In ihrem Annäherungsprozess sind die Länder denn auch unterschiedlich weit. Während die EU mit Serbien und Montenegro bereits Gespräche führt, haben Mazedonien und Albanien erst den Kandidatenstatus erhalten. Davon ist Bosnien-Herzegowina noch weit entfernt - und der Kosovo noch weiter.

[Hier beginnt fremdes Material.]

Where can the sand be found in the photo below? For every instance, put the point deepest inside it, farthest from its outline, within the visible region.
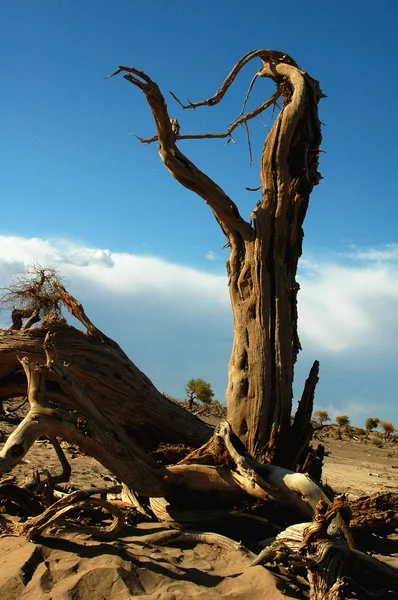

So gut wie alle haben allerdings noch Grenzzwistigkeiten zu lösen. Serbien und Kroatien haben ebenso ihre Dispute wie Serbien und der Kosovo oder der Kosovo und Montenegro. Griechenland wiederum bildet eine Hürde auf dem EU-Weg Mazedoniens. Athen will diese Bezeichnung für den Nachbarn nicht akzeptieren, mit Verweis auf eine gleichnamige griechische Provinz. Dennoch sieht Hahn Grund zu Optimismus. Die Beziehungen zwischen Athen und Skopje hätten sich verbessert, seitdem Mazedonien sich aus einer Verfassungskrise gehievt hat und eine Koalition aus Sozialdemokraten und albanischen Parteien die Regierungsmacht übernommen hat. Das Verhältnis zwischen Mazedonien und Griechenland sei nun konstruktiver, und damit öffne sich ein Zeitfenster für ein Weiterkommen.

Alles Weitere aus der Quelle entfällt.